A cursory inspection of the contents of his portmanteau soon convinced him that John had omitted to put in a good many useful articles; and as Mr. Honeybee made a hasty toilette, he was pained to observe that he had brought with him an odd coat and waistcoat. Even this might have been borne, if the bottle containing his boot-varnish had not broken over his shirts; and with a heavy heart he sallied forth into the town to buy a tooth-brush.
Having made his purchase, and also ordered some wine, he returned to the lodgings, where he found his wife waiting in the sitting-room warming her feet, while the maid laid the table. About five minutes to eight “dinner” was served. It consisted of a beef-steak that was raw, except in those parts which had been burnt to a cinder; some potatoes which were very black under the eyes, and extremely hard, were also served; and some of last week’s bread, together with some pale butterine, completed the repast. The Honeybees endeavoured to eat a few mouthfuls, washed down with cold and not particularly pure water. Although the wine merchant had assured Honeybee that the rare vintage he had ordered would be “there before he was,” the young man did not arrive with the bottles until the next morning.
“Perhaps the night is too inclement for him to venture out,” said Honeybee; “or perhaps he reflects that we shall drink coffee with our dinner, and only require wine at breakfast time.”

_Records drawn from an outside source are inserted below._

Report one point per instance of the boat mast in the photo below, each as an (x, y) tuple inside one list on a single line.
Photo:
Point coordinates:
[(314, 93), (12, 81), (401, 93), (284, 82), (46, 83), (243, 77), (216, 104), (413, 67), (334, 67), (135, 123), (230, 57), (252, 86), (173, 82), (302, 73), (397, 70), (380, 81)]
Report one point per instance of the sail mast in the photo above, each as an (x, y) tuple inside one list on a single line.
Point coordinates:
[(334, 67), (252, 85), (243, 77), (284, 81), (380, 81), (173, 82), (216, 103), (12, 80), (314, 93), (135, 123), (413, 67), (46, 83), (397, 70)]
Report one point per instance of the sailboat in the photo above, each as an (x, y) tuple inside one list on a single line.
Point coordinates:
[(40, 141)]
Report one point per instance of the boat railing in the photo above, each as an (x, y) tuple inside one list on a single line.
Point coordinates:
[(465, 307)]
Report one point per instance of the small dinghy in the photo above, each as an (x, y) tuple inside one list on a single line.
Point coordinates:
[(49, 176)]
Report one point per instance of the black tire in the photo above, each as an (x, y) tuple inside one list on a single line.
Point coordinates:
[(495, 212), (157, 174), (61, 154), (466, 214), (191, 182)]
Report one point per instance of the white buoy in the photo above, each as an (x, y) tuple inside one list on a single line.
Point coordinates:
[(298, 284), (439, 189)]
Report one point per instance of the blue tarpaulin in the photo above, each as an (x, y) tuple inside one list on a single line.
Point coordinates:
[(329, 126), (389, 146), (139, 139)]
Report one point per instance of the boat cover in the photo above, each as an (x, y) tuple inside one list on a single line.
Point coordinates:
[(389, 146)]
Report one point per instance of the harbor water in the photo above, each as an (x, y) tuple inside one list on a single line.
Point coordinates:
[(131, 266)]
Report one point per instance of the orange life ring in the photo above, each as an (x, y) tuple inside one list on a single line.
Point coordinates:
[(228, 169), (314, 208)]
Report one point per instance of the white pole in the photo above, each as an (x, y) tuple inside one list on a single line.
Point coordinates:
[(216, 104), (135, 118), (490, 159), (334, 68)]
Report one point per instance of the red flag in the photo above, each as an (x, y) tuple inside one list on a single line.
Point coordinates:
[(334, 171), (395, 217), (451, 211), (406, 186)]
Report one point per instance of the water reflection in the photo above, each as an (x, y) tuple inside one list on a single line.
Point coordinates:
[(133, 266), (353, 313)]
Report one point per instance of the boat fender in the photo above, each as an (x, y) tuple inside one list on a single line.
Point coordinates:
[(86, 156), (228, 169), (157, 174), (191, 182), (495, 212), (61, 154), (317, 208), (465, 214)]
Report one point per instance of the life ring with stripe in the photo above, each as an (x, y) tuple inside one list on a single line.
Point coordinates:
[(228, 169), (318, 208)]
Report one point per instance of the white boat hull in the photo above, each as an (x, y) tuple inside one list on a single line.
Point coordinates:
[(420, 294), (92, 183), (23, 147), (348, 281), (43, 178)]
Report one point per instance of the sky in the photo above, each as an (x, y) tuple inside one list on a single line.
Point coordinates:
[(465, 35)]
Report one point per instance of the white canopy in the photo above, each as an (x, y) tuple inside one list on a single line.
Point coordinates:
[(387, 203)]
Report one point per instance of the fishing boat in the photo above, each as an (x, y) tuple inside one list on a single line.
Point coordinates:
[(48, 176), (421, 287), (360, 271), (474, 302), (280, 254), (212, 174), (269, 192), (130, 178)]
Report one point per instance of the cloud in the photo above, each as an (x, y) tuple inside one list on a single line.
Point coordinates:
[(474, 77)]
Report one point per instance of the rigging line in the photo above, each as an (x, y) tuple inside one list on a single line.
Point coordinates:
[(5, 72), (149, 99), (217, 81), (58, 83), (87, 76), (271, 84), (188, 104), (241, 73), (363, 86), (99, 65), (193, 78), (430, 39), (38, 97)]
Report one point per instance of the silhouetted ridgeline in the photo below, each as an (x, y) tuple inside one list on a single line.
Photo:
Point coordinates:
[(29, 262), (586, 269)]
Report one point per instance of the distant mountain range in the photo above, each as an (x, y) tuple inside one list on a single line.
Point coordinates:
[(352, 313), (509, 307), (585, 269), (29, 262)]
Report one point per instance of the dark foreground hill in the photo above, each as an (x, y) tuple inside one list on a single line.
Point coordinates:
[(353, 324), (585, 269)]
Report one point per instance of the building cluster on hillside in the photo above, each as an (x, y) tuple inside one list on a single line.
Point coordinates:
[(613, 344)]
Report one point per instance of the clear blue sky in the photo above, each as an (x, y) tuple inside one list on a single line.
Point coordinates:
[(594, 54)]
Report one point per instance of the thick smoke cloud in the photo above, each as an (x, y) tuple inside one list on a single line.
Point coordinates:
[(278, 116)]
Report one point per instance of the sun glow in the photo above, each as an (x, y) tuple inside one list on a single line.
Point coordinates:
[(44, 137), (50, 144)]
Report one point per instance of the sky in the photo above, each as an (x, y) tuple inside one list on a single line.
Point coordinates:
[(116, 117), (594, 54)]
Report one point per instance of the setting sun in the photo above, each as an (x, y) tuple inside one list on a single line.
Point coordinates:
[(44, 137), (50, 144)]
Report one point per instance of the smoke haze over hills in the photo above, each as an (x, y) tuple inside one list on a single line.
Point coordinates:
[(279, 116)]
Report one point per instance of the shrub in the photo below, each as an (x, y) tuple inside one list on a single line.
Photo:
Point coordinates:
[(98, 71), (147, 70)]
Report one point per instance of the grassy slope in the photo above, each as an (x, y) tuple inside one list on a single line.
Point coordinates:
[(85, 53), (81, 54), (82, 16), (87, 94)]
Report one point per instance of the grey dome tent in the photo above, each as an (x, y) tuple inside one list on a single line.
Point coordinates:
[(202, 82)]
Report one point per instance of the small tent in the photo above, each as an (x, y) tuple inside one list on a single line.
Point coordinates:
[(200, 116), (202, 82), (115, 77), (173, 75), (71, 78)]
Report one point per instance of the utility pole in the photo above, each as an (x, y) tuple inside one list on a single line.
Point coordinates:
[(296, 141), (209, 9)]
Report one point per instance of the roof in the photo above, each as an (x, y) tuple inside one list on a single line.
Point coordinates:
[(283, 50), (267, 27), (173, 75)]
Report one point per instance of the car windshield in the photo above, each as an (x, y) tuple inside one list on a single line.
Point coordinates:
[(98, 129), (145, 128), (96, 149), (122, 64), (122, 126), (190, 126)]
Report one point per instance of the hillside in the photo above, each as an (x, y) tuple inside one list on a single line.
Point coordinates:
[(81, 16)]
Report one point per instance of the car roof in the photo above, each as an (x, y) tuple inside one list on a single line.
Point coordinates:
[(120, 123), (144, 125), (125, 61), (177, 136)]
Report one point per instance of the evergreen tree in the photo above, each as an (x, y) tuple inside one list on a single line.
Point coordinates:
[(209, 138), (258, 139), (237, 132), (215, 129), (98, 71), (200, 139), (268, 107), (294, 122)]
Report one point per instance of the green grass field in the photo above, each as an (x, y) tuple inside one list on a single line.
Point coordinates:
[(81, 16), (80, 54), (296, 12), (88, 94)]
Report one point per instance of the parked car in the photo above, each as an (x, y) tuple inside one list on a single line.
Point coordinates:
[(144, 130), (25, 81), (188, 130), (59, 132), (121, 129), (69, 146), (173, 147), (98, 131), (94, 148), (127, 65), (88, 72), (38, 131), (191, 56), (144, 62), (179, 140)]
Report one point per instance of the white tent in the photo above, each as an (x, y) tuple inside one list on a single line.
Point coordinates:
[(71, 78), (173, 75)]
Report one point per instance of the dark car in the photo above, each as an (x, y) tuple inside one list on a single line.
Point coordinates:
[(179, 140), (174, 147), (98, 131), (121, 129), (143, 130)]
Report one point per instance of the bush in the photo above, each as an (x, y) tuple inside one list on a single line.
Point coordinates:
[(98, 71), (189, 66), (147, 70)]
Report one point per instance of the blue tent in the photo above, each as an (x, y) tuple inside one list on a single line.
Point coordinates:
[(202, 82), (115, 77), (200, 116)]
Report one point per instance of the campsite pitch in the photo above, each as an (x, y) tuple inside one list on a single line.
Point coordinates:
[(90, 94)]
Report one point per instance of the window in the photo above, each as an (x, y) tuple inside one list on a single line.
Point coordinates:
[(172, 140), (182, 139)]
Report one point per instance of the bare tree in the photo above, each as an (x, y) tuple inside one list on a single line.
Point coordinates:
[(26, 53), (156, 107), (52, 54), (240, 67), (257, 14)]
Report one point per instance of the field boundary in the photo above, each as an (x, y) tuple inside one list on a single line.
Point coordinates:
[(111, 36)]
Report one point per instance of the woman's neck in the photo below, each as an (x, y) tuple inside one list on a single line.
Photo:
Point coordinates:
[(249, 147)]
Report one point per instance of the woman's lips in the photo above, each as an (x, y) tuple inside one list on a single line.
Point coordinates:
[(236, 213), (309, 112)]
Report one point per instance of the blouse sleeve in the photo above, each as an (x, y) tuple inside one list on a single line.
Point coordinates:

After dinner the Honeybees had a game of cribbage, but they did not enjoy it, and soon Georgina went up to bed. Honeybee left her with Fanny, and then came downstairs again to smoke. He rang the bell and asked the maid if he could have a bottle of soda-water.
“The public ‘ouses is all closed now,” said she, as if repeating a lesson.
“Then some plain water please,” returned Honeybee dolefully.
“You’ll find some in your bedroom,” was the reply.
With a heavy heart Honeybee went upstairs and took a long and strong drink of brandy from his flask, diluted from the bottle on his wash-stand. A fearful night it was—the miserable couple passed it in fear and trembling. Outside the wind howled and made the ill-fitting windows rattle continuously. Within the blinds refused to draw down, and the feather bed was so meagrely filled with feathers that when sleep began to steal upon Honeybee, he awoke to find himself with his hip-bone grating against the iron frame of the bedstead. The draught came in under the door with some force. This was not surprising when one came to examine the distance between it and the floor. The interval seemed contrived so as to admit of the carpet being drawn out of the room without opening the door.
Bruised and weary, the Honeybees rose next morning. It was raining very hard, as it had been all night. For breakfast they had some fried eggs and bacon. The eggs would have been all right if they had been warmed through; but Honeybee said raw egg was good for the voice. The bacon would have brought its own punishment to the Jew wicked enough to indulge in it. They read novels most of the morning. Georgina and Fanny were occasionally in consultation as to some proposed alterations to a dress. Honeybee looked out of the window like a caged lion.
Ah, Heavens! but why should I follow further the agonies of these wretched people. Indeed, I shrink from recording the sickening details of their week’s stay. The disgusting round of impertinence, uncleanliness, stupidity, and brutality to which they were subjected is too odious to recount. Suffice it to say that never had Waterloo Villa looked so fair as when the Honeybees returned to it after their “holiday,” and Georgina literally danced round the bright clean dining-room table laid ready for dinner, while Honeybee threw himself groaning on to his bed, where he lay till aroused by the rattle of plates and dishes. My goodness, how he did eat! And how Georgina beamed!